Thursday, July 22

SIGIR 2010 Industry Day: Query Understanding at Bing

Query Understanding at Bing
Jan Pederson

Standard IR assumptions
- Queries are well-formed expressions of intent
- Best effort response to the query as given
Reality: queries contain errors
- 10% of queries are mispelled
- incorrect use of terms (large vocabulary gap)

Users will reformulate
- if results do not meet information need
Reality: If you don't understand what's wrong you can't reformulate. You miss good content and go down dead ends

- Take the query, understand what is being set and modify the query to get better results

Problem Definitions
- Best effort retrieval
-- Find the most relevant results for the user query
-- Query segmentation
-- Stemming and synonym expansion
-- Term deletion

Automated Query Reformulation
- Modify the user query to produce more relevant results for the inferred intent
-- spell correction
-- term deletion
-- This takes more liberty with the user's intent

Spelling correction
Example: blare house
- corrected to "blair house". There is a "recourse link" because the query was changed to back out.

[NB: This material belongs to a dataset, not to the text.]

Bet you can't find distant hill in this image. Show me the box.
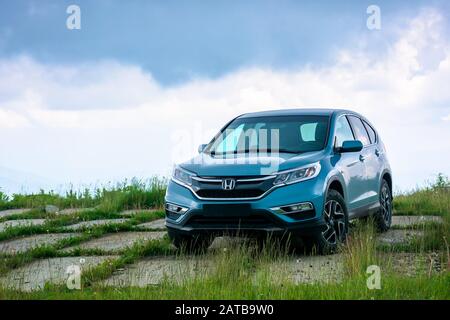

- restaurant -> resturants
- sf -> san francisco

-> un jobs -> united nations (may already be there in anchor text)
- utilize co-click patterns to find un/united nations for that page
- it is especially important for long queries, tail queries
- not so good: federated news results for the query. Is the same query interpretation being used consistently? The news vertical did not perform expansion and there is a problem.

Term Relaxation
[what is a diploid chromosome] -> "what is a" is not important from the SE matching, it introduces noise

[where can I get an iPhone 4] -> where is an important part of the query. Removing "where" misses the whole point of the query

[bowker's test of change tutorial] -> test of symmetry is the correct terminology. How do you know that it is the incorrect terminology? If you relax it to "bowker's test" you get better results

Key Concepts
- Win/Loss ratios
-- wins are queries whose results improve
-- losses are queries whose results degrade
- Related to precision
-- but not all valid reformulations change results

- Pre vs. Post result analysis
-- Query alternatives generated pre-results
-- Blending decisions are post results

Query Evaluation
"Matching" level 0/l1/l2 -> inverted index, matching and ranking. Reduce billions to hundreds of thousands of pages. Much of the loss can occur here because it never made it into the candidate set. Assume that the other layers that use ML, etc... will bubble the correct results to the top.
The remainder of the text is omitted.